Current controllable decentral RES units reacting through the market or TSO/DSO technical measures are shown in Figure 30 Decentral wind assets are on track to cover wind driven shortages identified in Figure 29, but this is not the case for flexible solar power to cover solar-driven shortages, at least without accounting other decentralized technologies such as CHPs, hydro units and batteries.

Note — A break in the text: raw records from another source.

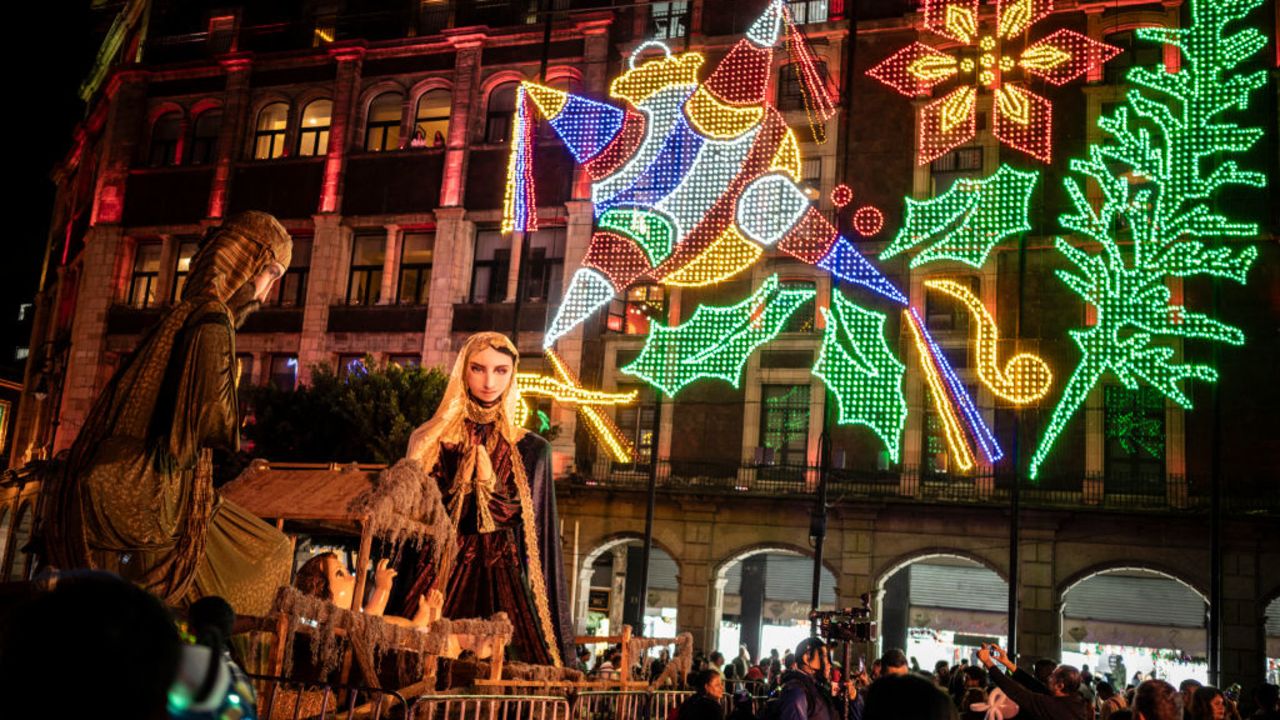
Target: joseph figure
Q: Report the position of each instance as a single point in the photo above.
(136, 496)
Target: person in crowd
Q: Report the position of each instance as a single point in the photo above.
(1266, 697)
(743, 709)
(1185, 695)
(1208, 703)
(94, 646)
(973, 697)
(1061, 702)
(894, 662)
(1109, 701)
(1155, 700)
(905, 696)
(805, 691)
(210, 683)
(705, 702)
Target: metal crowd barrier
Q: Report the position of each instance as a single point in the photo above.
(282, 698)
(627, 705)
(490, 707)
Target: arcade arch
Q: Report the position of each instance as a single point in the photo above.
(941, 606)
(760, 597)
(1134, 619)
(606, 583)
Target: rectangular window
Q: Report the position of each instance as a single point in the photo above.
(186, 251)
(365, 282)
(668, 19)
(960, 163)
(490, 267)
(1134, 440)
(805, 12)
(543, 265)
(291, 290)
(284, 370)
(946, 314)
(415, 281)
(785, 424)
(145, 278)
(630, 314)
(406, 360)
(636, 422)
(351, 365)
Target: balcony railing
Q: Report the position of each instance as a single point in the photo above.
(1175, 493)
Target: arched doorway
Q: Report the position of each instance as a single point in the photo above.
(1272, 641)
(608, 586)
(1136, 620)
(941, 606)
(762, 601)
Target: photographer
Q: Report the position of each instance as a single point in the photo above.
(1063, 702)
(807, 691)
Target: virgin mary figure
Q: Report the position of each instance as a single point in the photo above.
(496, 484)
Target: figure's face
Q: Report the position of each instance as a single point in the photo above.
(264, 281)
(489, 374)
(342, 586)
(716, 687)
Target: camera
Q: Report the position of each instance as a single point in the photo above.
(851, 624)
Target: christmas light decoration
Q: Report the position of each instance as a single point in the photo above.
(868, 220)
(968, 220)
(942, 408)
(859, 368)
(716, 342)
(1025, 377)
(1170, 133)
(841, 195)
(1023, 119)
(978, 428)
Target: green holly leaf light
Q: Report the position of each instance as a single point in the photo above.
(717, 340)
(968, 220)
(862, 372)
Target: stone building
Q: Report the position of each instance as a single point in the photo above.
(378, 133)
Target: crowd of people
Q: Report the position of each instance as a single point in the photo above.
(809, 684)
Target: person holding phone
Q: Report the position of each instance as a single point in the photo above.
(1063, 702)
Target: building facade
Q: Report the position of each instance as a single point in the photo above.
(379, 136)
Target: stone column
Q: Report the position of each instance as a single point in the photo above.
(327, 285)
(466, 98)
(346, 87)
(451, 279)
(97, 292)
(1040, 615)
(391, 264)
(231, 135)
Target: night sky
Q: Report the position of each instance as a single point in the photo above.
(59, 41)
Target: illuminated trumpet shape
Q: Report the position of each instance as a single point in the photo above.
(1025, 378)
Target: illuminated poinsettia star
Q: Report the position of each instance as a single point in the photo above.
(1023, 119)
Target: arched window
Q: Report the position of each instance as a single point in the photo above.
(204, 137)
(382, 132)
(314, 133)
(269, 133)
(502, 105)
(432, 121)
(18, 568)
(164, 140)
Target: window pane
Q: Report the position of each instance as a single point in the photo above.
(147, 258)
(369, 250)
(432, 128)
(273, 117)
(417, 247)
(284, 370)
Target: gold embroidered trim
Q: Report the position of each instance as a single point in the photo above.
(535, 565)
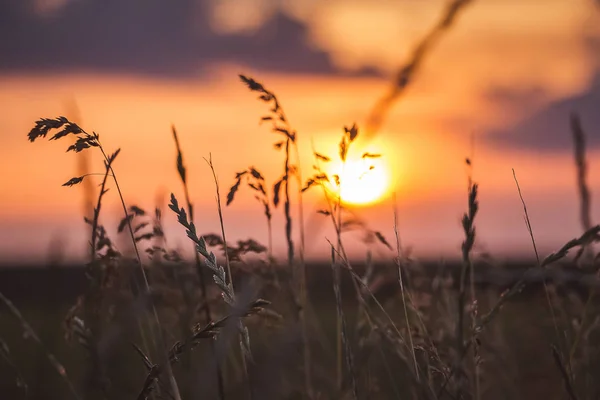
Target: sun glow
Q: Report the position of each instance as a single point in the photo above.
(362, 181)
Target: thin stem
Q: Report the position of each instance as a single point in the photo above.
(139, 259)
(401, 281)
(203, 291)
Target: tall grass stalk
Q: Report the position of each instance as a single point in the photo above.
(537, 257)
(468, 223)
(402, 292)
(282, 126)
(84, 141)
(182, 171)
(343, 332)
(245, 351)
(585, 218)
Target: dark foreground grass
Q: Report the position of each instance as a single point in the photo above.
(517, 360)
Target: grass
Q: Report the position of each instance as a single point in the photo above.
(412, 330)
(235, 322)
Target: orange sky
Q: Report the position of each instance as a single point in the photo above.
(495, 44)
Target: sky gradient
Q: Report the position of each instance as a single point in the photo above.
(508, 75)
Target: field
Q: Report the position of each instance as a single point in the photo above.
(238, 323)
(141, 317)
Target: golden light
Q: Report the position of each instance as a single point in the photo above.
(362, 181)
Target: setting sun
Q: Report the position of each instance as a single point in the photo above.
(362, 181)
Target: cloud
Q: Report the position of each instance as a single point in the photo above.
(152, 37)
(548, 129)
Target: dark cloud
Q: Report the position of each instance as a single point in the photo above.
(154, 37)
(549, 128)
(507, 97)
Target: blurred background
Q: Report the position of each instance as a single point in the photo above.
(498, 87)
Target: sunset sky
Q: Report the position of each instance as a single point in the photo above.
(507, 74)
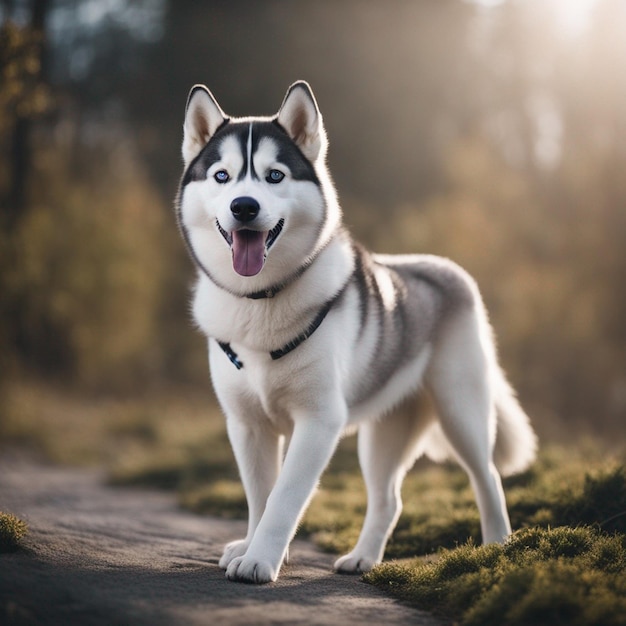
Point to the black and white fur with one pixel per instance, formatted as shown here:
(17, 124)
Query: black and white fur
(356, 334)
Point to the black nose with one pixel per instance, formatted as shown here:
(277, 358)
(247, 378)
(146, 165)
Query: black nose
(244, 209)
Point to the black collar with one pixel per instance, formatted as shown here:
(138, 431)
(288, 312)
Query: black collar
(294, 343)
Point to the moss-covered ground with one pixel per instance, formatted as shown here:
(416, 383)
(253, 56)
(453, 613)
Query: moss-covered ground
(565, 564)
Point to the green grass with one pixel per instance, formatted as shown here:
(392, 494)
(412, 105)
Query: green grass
(564, 575)
(12, 531)
(565, 564)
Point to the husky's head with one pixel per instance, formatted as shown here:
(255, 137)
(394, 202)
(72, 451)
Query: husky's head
(255, 199)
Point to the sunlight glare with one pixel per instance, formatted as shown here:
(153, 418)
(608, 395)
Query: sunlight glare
(574, 16)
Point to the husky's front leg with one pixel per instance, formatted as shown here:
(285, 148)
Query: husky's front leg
(313, 442)
(258, 452)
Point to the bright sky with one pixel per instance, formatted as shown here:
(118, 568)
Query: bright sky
(572, 15)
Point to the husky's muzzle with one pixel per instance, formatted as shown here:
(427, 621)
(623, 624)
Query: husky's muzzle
(249, 247)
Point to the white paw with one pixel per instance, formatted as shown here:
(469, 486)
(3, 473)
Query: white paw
(354, 564)
(250, 570)
(232, 550)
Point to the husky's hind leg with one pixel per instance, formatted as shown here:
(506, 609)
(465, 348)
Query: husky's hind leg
(387, 450)
(461, 381)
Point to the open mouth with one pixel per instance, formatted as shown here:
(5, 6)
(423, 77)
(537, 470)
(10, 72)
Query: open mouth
(249, 247)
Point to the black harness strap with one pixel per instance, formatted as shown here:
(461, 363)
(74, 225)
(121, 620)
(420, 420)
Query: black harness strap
(293, 344)
(231, 354)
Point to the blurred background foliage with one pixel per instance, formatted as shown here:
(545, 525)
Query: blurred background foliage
(491, 131)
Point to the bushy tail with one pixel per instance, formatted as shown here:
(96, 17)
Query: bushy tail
(516, 442)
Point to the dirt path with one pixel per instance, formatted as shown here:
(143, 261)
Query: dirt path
(102, 555)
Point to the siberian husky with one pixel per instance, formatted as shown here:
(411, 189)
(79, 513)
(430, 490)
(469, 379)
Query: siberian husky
(310, 334)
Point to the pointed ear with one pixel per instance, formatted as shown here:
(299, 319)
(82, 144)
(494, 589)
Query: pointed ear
(300, 116)
(203, 116)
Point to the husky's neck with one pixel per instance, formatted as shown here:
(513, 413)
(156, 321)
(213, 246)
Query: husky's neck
(267, 323)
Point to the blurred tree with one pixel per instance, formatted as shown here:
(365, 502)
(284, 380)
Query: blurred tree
(23, 97)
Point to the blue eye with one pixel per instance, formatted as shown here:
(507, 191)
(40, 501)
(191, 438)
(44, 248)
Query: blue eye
(221, 176)
(274, 176)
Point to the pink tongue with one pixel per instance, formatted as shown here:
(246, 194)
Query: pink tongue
(248, 251)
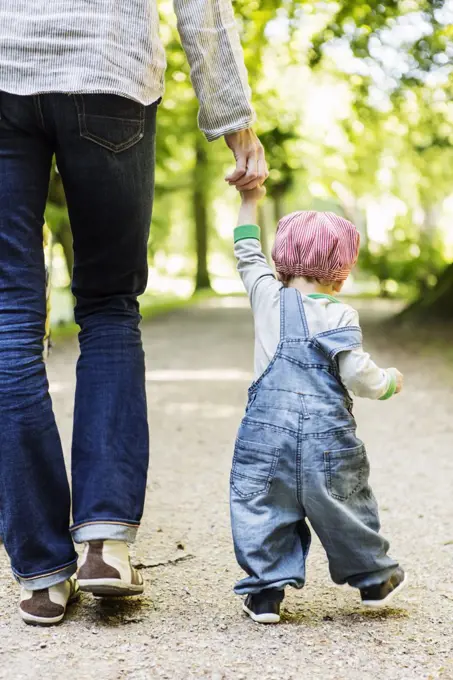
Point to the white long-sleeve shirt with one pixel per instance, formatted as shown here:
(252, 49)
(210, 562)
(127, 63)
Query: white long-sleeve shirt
(100, 46)
(359, 374)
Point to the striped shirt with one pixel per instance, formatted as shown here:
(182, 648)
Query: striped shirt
(100, 46)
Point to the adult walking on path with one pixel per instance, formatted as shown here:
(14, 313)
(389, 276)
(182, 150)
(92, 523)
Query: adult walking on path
(108, 58)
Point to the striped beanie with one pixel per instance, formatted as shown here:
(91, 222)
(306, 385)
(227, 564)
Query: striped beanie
(319, 245)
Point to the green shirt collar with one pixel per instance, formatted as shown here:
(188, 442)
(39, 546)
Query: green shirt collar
(321, 296)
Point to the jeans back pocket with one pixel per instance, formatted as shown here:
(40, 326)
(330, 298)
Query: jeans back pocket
(114, 122)
(346, 471)
(254, 466)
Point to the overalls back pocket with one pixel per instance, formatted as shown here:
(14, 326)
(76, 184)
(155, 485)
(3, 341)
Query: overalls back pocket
(254, 466)
(347, 471)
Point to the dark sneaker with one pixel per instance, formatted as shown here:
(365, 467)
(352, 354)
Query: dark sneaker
(264, 607)
(48, 607)
(106, 570)
(381, 595)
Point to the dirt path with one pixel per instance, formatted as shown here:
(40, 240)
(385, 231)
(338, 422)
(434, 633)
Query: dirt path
(189, 625)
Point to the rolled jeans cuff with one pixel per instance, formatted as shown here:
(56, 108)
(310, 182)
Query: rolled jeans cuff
(42, 581)
(104, 530)
(375, 578)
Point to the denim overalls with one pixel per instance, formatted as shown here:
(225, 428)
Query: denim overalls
(297, 457)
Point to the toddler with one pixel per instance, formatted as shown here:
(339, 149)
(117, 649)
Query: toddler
(297, 456)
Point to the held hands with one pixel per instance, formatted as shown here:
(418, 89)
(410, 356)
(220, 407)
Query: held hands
(253, 195)
(251, 168)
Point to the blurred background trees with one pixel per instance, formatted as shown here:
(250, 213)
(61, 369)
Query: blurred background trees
(355, 109)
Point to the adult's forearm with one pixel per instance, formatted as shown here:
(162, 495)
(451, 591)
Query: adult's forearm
(210, 39)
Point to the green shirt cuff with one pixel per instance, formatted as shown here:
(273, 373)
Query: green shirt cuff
(247, 231)
(391, 388)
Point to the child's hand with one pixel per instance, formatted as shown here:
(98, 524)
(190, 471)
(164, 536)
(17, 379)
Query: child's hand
(399, 380)
(253, 195)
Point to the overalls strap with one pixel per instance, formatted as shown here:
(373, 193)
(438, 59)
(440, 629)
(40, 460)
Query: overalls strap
(293, 322)
(339, 340)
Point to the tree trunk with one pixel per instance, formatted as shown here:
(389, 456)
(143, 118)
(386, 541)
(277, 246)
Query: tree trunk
(437, 303)
(63, 235)
(200, 212)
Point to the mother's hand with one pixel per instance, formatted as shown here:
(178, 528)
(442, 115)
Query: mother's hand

Figure 30: Installed decentral RES controllable volumes in MW reacting through the market or TSO/DSO technical measures Installed capacities based on information received from DSOs for spring and summer 2026
As shown in Figure 30, Elia and DSOs access a volume of 2870 MW of decentralized wind power installed which largely covers the uncovered flexibility needs which can be covered by wind power or photovoltaics. However, volume of PV accessed is still limited to around 940 MW installed capacity, where actual reduction potential will be lower. Together with the 450 MW volumes from CHPs, run of river, and other decentralized assets, these are more or less sufficient to cover the remaining needs in 2026. Nevertheless, this still means that Elia structurally depends on extreme ‘last resort’ measures to close this remaining gap
Furthermore, uncovered flexibility shortages are expected to become worse in the coming years with increasing renewables (mainly PV) and the return of nuclear during spring & summer (as from 2029), requiring additional volumes of controllable decentralized capacity. This was shown in AdeqFlex’25 as observed in Figure 31

Figure 31: AdeqFlex'25 decentralized PV or consumer flexibility to be unlocked during incompressibility risk periods
4.2.5 Call for action
Despite that Elia welcomes the effort of market players to respond to market conditions and new products being installed in the market, situations with uncovered flexibility needs remain
The existing technical measures on controllability of end-users and PV, need to be anchored in a solid legal framework and extended to smaller decentralised generation units, to cover the increasing needs towards the years to come
Aligned with European legislation, Elia (together with the DSOs) will present this Summer an update of the longterm Flexibility Needs Assessment (BE) towards 2030 and 2035.
5 Conclusion
Regarding type A issue, the analysis confirms that the situation is generally less strained than last summer, largely due to the absence of nuclear generation from April to October included Also, the period during which the highest excess episodes tend to happen is gradually shifting from the summer months toward spring, continuing the trend already observed in the last summer outlook. Flexibility and storage remain essential elements for reducing both the frequency and severity of excess-generation episodes. Exports also contribute to alleviating domestic excess, although to a lesser extent, as neighbouring countries frequently face similar surplus conditions at the same time as Belgium. After large RES curtailment, the remaining episodes of domestic excess largely occur around midday during weekends, which consistently emerge as the most sensitive moments
Overall, the type B assessment shows that uncovered flexibility needs occur predominantly during spring and summer periods, when low load conditions coincide with low wind generation and high solar infeed. To cover the remaining gap, Elia structurally relies on extreme last resort measures, such as (emergency) support from neighbouring TSOs, redispatch activations for balancing and the activation of TSO/DSO technical measures. Covering ‘worst case’ solar-driven surplus situations in the future will require unlocking additional flexibility. Indeed, looking ahead, these flexibility shortages are expected to intensify as renewable generation, especially PV, continues to grow, compounded by the planned return of nuclear capacity from spring and summer 2029 onward.